The $103 million spending plan retains a tax rate of 19.57 mills, the same as last year.
The owner of a home assessed at $200,000 will again pay $3,914 in school taxes.
Expenses for the coming school year are projected to climb by .43 percent, or $444,464, Bonnie Berzonski, district coordinator of communications, said.
Highlights of the plan include:
• Increased security costs due to new safety measures that include new athletic entrances, lighting and cameras.
• 28 professional staff members are expected to retire by June 30, 2020 as part of the Early Retirement Incentive plan, resulting in one-time severance payments.
“Not all positions will be replaced with a new hire, but those that are will be replaced with a professional employee on the lower end of the salary scale, and, therefore, future savings are anticipated,” Berzonski said. “Other positions are planned to be replaced with existing employees.”
Berzonski said insurance premiums for the district are expected to increase by 1.9 percent for medical, 2 percent for dental and 7 percent for vision.

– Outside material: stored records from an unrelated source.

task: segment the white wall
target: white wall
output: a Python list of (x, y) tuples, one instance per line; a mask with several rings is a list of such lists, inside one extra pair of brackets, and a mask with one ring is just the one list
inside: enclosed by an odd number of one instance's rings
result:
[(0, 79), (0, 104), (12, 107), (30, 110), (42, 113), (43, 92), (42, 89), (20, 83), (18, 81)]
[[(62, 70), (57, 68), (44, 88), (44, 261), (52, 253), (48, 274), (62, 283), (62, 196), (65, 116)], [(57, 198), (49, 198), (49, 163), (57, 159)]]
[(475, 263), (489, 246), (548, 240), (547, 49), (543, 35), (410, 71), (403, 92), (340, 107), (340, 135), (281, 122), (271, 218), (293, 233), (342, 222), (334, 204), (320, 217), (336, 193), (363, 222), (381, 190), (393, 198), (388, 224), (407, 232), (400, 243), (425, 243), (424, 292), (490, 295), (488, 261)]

• The Public School Employees’ Retirement System (PSERS) employer contribution rate is set at 34.29 percent, a three percent increase in cost over last year.

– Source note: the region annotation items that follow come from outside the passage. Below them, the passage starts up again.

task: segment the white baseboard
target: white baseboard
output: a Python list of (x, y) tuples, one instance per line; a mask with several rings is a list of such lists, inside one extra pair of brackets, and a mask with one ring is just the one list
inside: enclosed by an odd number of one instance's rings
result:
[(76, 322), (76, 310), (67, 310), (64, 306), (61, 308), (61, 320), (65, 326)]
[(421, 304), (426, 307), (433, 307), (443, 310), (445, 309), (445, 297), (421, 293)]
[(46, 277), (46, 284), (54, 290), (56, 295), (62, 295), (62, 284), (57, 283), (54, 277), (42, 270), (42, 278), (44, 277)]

“This accounts for 15 percent of the overall budget,” Berzonski said.
The state reimburses 50 percent of the costs, which is included in revenues.

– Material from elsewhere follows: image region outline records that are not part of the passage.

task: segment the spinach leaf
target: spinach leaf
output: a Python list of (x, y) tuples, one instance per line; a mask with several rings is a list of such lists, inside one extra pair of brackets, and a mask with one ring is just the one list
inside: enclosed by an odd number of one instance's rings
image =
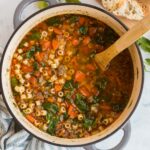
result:
[(58, 26), (61, 23), (61, 20), (58, 17), (53, 17), (46, 20), (46, 24), (49, 26)]
[(16, 77), (11, 78), (11, 86), (14, 88), (19, 84), (19, 80)]
[(53, 114), (56, 114), (58, 112), (58, 106), (56, 104), (52, 104), (49, 102), (43, 103), (43, 108)]
[(106, 88), (108, 84), (108, 79), (107, 78), (102, 78), (102, 79), (99, 79), (97, 82), (96, 82), (96, 86), (99, 90), (104, 90)]
[(33, 46), (33, 47), (31, 47), (31, 49), (26, 53), (26, 57), (27, 57), (28, 59), (30, 59), (31, 57), (33, 57), (34, 53), (35, 53), (35, 47)]
[(87, 26), (82, 26), (79, 28), (79, 31), (81, 34), (86, 35), (88, 32), (88, 27)]
[(78, 93), (76, 94), (75, 104), (83, 112), (86, 112), (89, 110), (89, 106), (87, 105), (85, 100), (83, 100), (82, 95)]
[(49, 125), (48, 125), (48, 133), (50, 133), (51, 135), (54, 135), (55, 133), (55, 129), (56, 129), (56, 125), (59, 122), (59, 118), (58, 117), (53, 117), (51, 118)]
[(89, 127), (92, 126), (92, 124), (93, 124), (92, 119), (85, 118), (84, 123), (83, 123), (84, 128), (88, 129)]
[(142, 37), (137, 41), (137, 44), (145, 51), (150, 53), (150, 40)]

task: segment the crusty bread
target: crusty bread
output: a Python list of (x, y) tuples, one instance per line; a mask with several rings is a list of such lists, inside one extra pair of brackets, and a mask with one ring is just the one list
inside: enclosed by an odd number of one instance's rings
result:
[(115, 15), (131, 20), (141, 20), (147, 12), (142, 0), (102, 0), (102, 5)]
[(114, 11), (117, 8), (120, 8), (126, 0), (102, 0), (102, 5), (108, 11)]
[(113, 13), (118, 16), (124, 16), (131, 20), (141, 20), (144, 17), (142, 6), (135, 0), (126, 0), (126, 2)]

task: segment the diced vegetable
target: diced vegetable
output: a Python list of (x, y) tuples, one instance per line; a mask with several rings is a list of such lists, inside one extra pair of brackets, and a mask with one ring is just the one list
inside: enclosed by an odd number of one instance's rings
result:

Berzonski said the district has begun repaying the bond issued for the $21 million construction of Kerr Elementary, as well as for upgrades at O’Hara and Fairview elementaries.
“As of July 2018, the district had $11.2 million of fund balance assigned for capital projects,” Berzonski said. “About $992,000 is to be drawn down at the end of the 2018-2019 school year to cover costs associated with technology for the new Kerr building, as well as costs associated with mold and flooding issues at Kerr Elementary, the high school and administration offices in summer/fall of 2018.”